General characteristics
- Class & type: UKBF 42m Customs Cutter
- Length: 42.80 m (140.4 ft)
- Beam: 7.11 m (23.3 ft)
- Draught: 2.52 m (8.3 ft)
- Installed power: 4,176 kW (5,600 hp)
- Propulsion: Two Caterpillar 3516B DI-TA Elec; Two 3.5:1 reduction gearboxes; Two 4-blade controllable pitch propellers; One Promac bow thruster; Two 106kWA generator sets;
- Speed: 26 knots (48 km/h)
- Range: 1,750 nmi (3,240 km) at 12kn
- Endurance: 14 days
- Boats & landing craft carried: One 7m RIB (32 kn); One 3.8m Rescue Boat;
- Complement: 12

= HMC Vigilant =

UK Border Force 42m Customs Cutter

HMC Vigilant is a Border Agency (customs) cutter of the United Kingdom. She was launched by Damen Shipyards in the Netherlands in 2003 and is one of four UKBF 42m Customs Cutters, 42 m cutters operated by the UK Border Force.

==History==
Vigilant entered service for the British Government by the then HM Customs and Excise in 2004. In 2008, the fleet of customs cutters was transferred, along with border control duties, from HM Revenue and Customs to the newly formed UK Border Agency. She now operates as part of the UK Border Force fleet of five cutters.

==Prefix==
The Inland Revenue and HM Customs and Excise Departments merged to form HM Revenue and Customs on 18 April 2005, and from this time customs cutters changed their prefix from "HMRC" (Her Majesty's Revenue Cutter) to "HMCC" (Her Majesty's Customs Cutter). Following transfer to the UK Border Agency this was shortened to the current "HMC" (Her Majesty's Cutter) and a new livery applied to the fleet of cutters.

==Construction==

Vigilant is the third of the Customs and Excise's fleet of 42 m customs patrol vessels. She was built in 2003 in the Damen Shipyards in the Netherlands, and has a steel hull with an aluminium superstructure. Much effort has been expended in making her quiet to reduce crew fatigue; the engines are raft-mounted, decks throughout the ship are of a floating type, and the compartments are constructed on a box-within-a-box principle.
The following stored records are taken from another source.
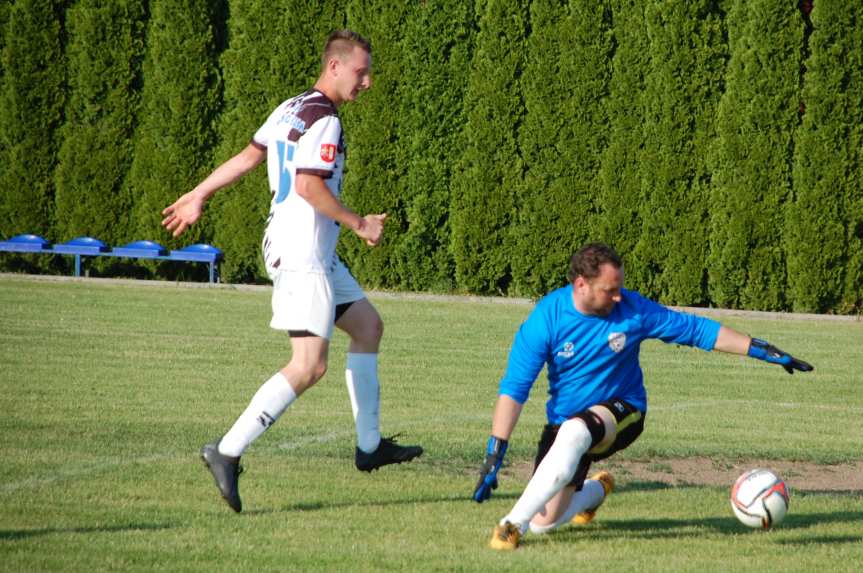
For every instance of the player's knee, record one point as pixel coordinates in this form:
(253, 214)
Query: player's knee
(303, 376)
(601, 425)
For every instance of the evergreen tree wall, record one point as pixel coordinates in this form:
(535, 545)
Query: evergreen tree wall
(490, 170)
(682, 88)
(180, 102)
(375, 166)
(105, 53)
(499, 136)
(751, 168)
(562, 138)
(437, 44)
(619, 221)
(32, 95)
(827, 273)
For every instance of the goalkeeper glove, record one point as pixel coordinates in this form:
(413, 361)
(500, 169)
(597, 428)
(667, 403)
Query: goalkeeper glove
(494, 452)
(763, 350)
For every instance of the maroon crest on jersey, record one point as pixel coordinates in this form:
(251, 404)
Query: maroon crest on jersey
(328, 152)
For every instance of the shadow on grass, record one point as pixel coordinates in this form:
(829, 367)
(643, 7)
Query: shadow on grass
(18, 534)
(658, 485)
(670, 528)
(324, 506)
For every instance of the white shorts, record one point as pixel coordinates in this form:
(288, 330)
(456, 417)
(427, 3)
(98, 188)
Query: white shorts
(304, 300)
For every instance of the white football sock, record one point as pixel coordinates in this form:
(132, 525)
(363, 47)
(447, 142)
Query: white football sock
(361, 376)
(554, 472)
(268, 403)
(592, 494)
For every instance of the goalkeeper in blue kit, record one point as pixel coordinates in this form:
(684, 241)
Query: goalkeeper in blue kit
(588, 335)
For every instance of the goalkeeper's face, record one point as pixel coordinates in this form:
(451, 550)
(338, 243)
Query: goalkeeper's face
(597, 296)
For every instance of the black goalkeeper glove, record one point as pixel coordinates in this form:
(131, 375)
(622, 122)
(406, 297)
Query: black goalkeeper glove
(494, 452)
(763, 350)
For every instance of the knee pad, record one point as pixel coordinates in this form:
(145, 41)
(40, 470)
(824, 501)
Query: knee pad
(594, 424)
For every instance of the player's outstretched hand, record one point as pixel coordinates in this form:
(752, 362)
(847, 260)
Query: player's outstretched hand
(763, 350)
(494, 452)
(372, 229)
(184, 212)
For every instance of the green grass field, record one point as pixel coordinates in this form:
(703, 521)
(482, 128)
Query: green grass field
(109, 389)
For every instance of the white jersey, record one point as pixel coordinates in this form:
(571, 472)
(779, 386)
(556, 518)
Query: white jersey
(302, 135)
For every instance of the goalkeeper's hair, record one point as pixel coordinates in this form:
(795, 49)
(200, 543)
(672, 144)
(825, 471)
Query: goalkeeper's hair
(341, 43)
(587, 260)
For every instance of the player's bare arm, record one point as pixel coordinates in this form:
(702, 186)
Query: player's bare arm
(186, 210)
(315, 191)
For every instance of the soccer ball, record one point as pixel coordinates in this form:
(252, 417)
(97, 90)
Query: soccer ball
(759, 499)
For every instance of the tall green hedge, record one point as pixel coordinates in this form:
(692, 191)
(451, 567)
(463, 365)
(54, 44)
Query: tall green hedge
(757, 117)
(827, 273)
(272, 55)
(490, 170)
(682, 88)
(375, 165)
(436, 50)
(562, 138)
(180, 100)
(105, 53)
(618, 222)
(31, 112)
(715, 143)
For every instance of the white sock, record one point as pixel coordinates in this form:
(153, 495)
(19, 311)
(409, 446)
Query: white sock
(361, 376)
(553, 474)
(592, 494)
(268, 403)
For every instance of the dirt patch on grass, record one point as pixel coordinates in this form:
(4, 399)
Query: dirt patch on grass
(801, 476)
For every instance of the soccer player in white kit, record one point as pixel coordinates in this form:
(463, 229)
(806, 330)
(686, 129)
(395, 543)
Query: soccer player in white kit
(312, 290)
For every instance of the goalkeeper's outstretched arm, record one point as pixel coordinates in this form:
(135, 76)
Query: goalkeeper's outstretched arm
(730, 340)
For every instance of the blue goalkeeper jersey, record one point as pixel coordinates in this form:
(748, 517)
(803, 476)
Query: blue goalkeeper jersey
(594, 358)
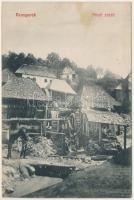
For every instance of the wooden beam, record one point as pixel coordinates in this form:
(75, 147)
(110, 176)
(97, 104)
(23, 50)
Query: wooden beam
(34, 119)
(125, 134)
(99, 132)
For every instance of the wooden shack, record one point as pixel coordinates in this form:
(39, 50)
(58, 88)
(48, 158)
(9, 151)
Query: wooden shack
(22, 98)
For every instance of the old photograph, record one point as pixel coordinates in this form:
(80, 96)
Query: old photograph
(66, 99)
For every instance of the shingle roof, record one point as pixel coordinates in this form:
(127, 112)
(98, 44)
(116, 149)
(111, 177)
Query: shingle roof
(119, 87)
(22, 88)
(104, 117)
(94, 96)
(61, 86)
(36, 70)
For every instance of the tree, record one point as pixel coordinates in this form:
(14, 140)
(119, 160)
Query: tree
(54, 61)
(99, 72)
(91, 72)
(109, 81)
(30, 59)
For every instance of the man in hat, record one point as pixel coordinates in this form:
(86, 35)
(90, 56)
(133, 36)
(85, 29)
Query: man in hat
(22, 133)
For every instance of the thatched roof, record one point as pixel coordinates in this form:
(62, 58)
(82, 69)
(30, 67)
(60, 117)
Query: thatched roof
(36, 70)
(94, 96)
(22, 88)
(61, 86)
(104, 117)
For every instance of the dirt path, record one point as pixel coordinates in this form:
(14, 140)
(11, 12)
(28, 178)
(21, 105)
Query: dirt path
(33, 185)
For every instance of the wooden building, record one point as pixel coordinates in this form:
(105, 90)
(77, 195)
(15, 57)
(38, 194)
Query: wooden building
(99, 113)
(68, 74)
(22, 98)
(42, 75)
(61, 92)
(123, 92)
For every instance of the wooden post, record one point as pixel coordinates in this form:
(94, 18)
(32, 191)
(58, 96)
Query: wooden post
(46, 111)
(119, 129)
(58, 126)
(41, 128)
(125, 133)
(44, 123)
(99, 132)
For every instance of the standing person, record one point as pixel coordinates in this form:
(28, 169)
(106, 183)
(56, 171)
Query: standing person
(13, 136)
(22, 133)
(24, 137)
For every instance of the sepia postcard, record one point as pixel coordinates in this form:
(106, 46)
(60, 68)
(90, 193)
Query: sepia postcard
(66, 99)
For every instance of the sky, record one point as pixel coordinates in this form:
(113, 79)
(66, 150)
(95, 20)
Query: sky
(79, 31)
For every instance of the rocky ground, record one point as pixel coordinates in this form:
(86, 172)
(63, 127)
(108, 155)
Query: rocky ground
(106, 180)
(92, 178)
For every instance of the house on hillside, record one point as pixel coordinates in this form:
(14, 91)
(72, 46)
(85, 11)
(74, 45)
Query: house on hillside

The 7 m Rigid Inflatable Boat can be launched from her stern slipway. A 2000 L per minute fire fighting system for dealing with fires in other ships.

==Propulsion==
Vigilant is fitted with twin Caterpillar 3516B DI-TA Elec engines driving twin 4-bladed controllable-pitch propellers through a pair of 3.5:1 reduction gearboxes. The total installed power of 4176 kW gives her a top speed of 26 kn. A single Promac bow thruster is installed for slow speed manoeuvring in confined spaces. Electrical power is supplied by two 106kWA generators.